Thursday, October 16, 2008

Books and Ideas (25)

I read for ideas. Here are some of the ideas I have found in books.

Tales and Sketches. Parts One, Two, Three and Four. Nathaniel Hawthorne. (Continued)

Drowne’s Wooden Image.” “On the supposition that in every human spirit there is imagination, sensibility, creative power, genius, which according to circumstances, may either be developed in this world, or shrouded in a mask of dullness until another state of being. To our friend Drowne, there came a brief season of excitement…rendered him a genius of that one occasion, but, quenched in disappointment, left him again the mechanical carver in wood, without the power even of appreciating the work that his own hands had wrought.”

A Select Party.” “…a splendid library, the volumes of which were inestimable, because they consisted not of actual performances, but of the works which the authors only planned, without ever finding the happy season to achieve them….”

A Book of Autographs.” “…Southern gentlemen are more addicted to a flourish of the pen beneath their names, than those of the North.”

Rappaccini’s Daughter.” “…that he cares infinitely more for science than for mankind…. Patients are interesting to him only as subjects for some new experiment…would sacrifice human life, his own among the rest…for the sake of adding so much as a grain of mustard-seed to the great heap of his accumulated knowledge. This lovely woman had been nourished with poisons from her birth upward, until her whole nature was so imbued with them, that she herself had become the deadliest poison in existence. He could not quite forget the bouquet that withered in her grasp.” Beatrice to her father Giovanni: “Oh, was there not, from the first, more poison in thy nature than in mine?”

P’s Correspondence.” “…think much about graves, with the long grass upon them, and weather-worn epitaphs, and dry bones of people who made noise enough in their day…. It behooves actors to vanish from the scene betimes, being, at best, but painted shadows flickering on the wall, and empty sounds that echo another’s thought….”
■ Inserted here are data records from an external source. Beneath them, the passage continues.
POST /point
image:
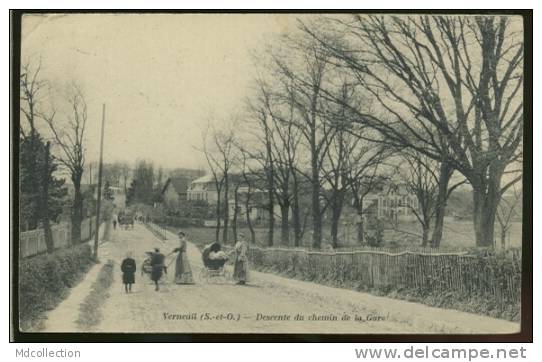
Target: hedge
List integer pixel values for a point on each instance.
(44, 281)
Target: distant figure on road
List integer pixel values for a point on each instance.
(183, 272)
(240, 268)
(158, 267)
(128, 268)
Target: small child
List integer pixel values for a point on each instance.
(128, 268)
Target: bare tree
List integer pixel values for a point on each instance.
(69, 138)
(509, 208)
(450, 88)
(303, 73)
(218, 148)
(364, 177)
(421, 175)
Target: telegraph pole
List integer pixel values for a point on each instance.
(99, 195)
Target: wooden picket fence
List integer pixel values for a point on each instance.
(494, 276)
(33, 242)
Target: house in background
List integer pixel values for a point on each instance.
(203, 189)
(119, 196)
(393, 201)
(174, 192)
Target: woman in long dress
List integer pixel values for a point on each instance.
(183, 272)
(240, 268)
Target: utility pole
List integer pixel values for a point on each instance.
(99, 195)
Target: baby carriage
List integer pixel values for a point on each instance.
(146, 267)
(214, 260)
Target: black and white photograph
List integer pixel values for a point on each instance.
(271, 173)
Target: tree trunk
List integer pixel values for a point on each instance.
(440, 207)
(218, 216)
(270, 235)
(235, 207)
(77, 210)
(296, 217)
(316, 213)
(226, 212)
(284, 225)
(46, 177)
(485, 208)
(425, 235)
(335, 219)
(249, 221)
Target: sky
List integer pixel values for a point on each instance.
(161, 76)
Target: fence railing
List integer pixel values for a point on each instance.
(496, 276)
(158, 230)
(33, 242)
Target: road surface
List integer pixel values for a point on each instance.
(268, 304)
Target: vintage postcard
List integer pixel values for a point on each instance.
(265, 173)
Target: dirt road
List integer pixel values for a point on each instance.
(269, 304)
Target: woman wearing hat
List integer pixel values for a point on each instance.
(183, 272)
(240, 269)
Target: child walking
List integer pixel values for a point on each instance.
(128, 268)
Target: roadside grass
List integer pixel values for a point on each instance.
(90, 313)
(459, 301)
(457, 235)
(46, 280)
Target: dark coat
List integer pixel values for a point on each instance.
(128, 268)
(157, 263)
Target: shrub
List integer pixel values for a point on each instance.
(45, 279)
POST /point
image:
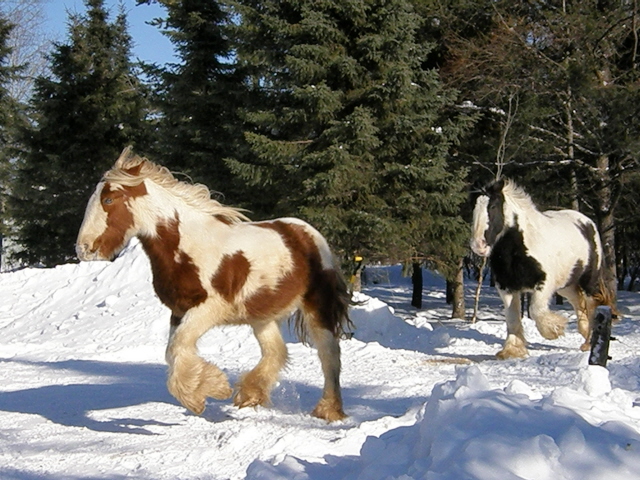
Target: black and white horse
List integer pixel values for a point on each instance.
(541, 253)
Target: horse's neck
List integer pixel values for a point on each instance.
(165, 210)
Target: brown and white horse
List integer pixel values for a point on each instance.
(211, 266)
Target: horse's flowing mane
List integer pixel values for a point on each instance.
(131, 170)
(516, 195)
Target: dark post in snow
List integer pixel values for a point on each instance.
(600, 337)
(417, 281)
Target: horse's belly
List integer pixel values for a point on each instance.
(513, 268)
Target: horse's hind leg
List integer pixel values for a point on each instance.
(191, 378)
(330, 405)
(550, 324)
(255, 386)
(584, 306)
(515, 346)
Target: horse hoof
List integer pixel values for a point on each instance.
(507, 353)
(244, 399)
(329, 411)
(195, 406)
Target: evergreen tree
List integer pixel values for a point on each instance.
(83, 116)
(348, 130)
(11, 117)
(198, 97)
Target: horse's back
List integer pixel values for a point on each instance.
(570, 246)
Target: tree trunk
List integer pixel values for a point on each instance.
(416, 280)
(457, 293)
(607, 225)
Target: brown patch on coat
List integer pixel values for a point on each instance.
(119, 218)
(270, 301)
(323, 291)
(175, 276)
(231, 275)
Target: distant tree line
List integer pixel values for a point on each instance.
(372, 119)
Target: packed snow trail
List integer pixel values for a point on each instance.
(83, 392)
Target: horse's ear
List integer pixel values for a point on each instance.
(126, 155)
(496, 187)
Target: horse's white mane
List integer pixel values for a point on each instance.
(131, 169)
(516, 195)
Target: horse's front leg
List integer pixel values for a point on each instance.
(550, 324)
(192, 379)
(329, 407)
(254, 387)
(515, 346)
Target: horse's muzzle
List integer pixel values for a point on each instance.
(480, 247)
(85, 254)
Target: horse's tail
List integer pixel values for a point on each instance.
(604, 296)
(328, 301)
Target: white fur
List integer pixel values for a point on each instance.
(206, 240)
(555, 241)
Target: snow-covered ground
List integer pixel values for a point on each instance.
(83, 396)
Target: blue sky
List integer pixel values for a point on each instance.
(148, 43)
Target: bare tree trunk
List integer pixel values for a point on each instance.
(457, 290)
(417, 281)
(607, 224)
(571, 151)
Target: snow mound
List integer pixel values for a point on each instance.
(468, 430)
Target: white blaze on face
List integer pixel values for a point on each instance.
(480, 225)
(94, 223)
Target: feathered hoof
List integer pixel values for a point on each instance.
(214, 383)
(194, 403)
(329, 410)
(250, 397)
(514, 347)
(553, 329)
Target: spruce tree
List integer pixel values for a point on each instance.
(198, 97)
(12, 115)
(83, 115)
(348, 129)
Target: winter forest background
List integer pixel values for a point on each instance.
(371, 119)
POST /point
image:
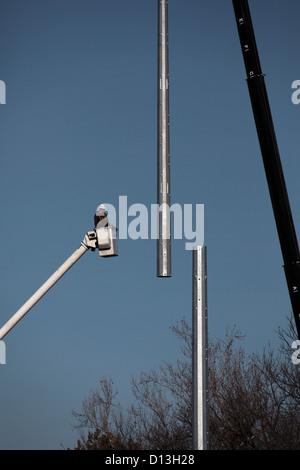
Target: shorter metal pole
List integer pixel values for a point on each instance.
(43, 290)
(200, 351)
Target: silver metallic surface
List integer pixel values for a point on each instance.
(163, 144)
(200, 351)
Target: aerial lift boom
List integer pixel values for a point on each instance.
(270, 155)
(103, 238)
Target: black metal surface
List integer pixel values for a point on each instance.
(270, 155)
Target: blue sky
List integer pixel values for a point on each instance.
(79, 128)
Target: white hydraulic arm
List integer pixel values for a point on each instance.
(90, 241)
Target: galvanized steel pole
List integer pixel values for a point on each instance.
(163, 146)
(200, 351)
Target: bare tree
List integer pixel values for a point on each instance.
(253, 401)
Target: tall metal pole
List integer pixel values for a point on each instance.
(163, 146)
(270, 154)
(200, 351)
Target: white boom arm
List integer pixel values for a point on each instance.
(90, 241)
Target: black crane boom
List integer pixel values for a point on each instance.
(270, 154)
Main Street.” “The pavements of the Main-Street must be laid over the red man’s grave. What was then the woodland pathway, but has long since grown into a busy street…. Dusk and then the starless night, to brood over the street; and summon forth again the bellman, with his lantern casting a gleam about his footsteps, to pace wearily from corner to corner, and shout drowsily the hour to drowsy or dreaming ears. Their fathers and grandsires tell them [the youth] how, within a few years past, the forest stood here with but a lonely track beneath its tangled shade; vain legend; they cannot make it true and real to their conceptions…. Nothing impresses them except their own experience.”

Ethan Brand: A Chapter from an Abortive romance.” “He does not laugh like a man that is glad. Did you never hear of Ethan Brand? The man that went in search of the Unpardonable Sin? A man who, on his own confession had committed the only crime for which Heaven could afford no mercy. What is the Unpardonable sin? asked the lime-burner. The sin of an intellect that triumphed over the sense of brotherhood with man, and reverence for God and sacrificed everything to its own mighty claims. Unshrinkingly. I accept the retribution.”

The Great Stone Face.” “True it is, that if the spectator approached too near, he lost the outline of the gigantic visage, and could discern only a heap of ponderous and gigantic rocks, piled in chaotic ruin one upon another.” “If an old prophecy should come to pass, answered his mother, we may see a man, some time or other, with exactly such a face as that.” “Behold! Behold! Ernest is himself the likeness of the Great Stone Face.”